For many years, we’ve pointed out the futility of the entertainment industry’s constant focus on “shutting down” any source of unauthorized material. Every time they do so, the content sharing continues to grow — it just moves further underground and makes it that much more difficult for the industry to actually use it to their own advantage. It appears this happens not just online, but offline as well. We’ve noted recently that China has been paying lip service to external pressures to “crack down” on infringement, often by using copyright and patent laws to go after foreign companies as well. But it appears to also be playing itself out in other ways.

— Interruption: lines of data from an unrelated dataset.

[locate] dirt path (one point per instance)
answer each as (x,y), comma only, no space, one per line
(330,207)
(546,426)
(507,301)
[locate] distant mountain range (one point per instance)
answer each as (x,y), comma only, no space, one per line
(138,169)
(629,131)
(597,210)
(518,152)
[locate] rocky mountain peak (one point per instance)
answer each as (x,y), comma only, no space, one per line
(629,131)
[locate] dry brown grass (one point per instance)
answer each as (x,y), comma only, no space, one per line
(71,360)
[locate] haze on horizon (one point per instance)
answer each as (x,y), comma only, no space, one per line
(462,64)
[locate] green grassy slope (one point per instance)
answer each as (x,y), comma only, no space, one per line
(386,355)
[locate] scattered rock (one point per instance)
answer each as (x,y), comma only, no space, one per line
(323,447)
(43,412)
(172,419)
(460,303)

The NY Times is covering how Chinese officials have been going around to DVD and CD shops that have lots of unauthorized bootlegs, and telling them that for the World Expo (which begins May 1), they need to stop selling that content so directly. It appears most of the shops all responded in nearly identical ways: cutting their stores in half by putting up a wall in the middle, then placing legitimate discs upfront, and putting all the bootlegs on the other side of the wall, with a “secret” doorway. The effort was so consistent that some accuse Chinese officials of suggesting this to store owners. Some stores readily admit that after the Expo ends, they’ll tear down the wall and return to a single storefront.

Either way, it’s quite similar to what we’ve seen online. You can “crackdown” all you want, and it never actually slows down the trade in unauthorized content. It just moves it further underground… or, perhaps, behind a (not so) secret wall.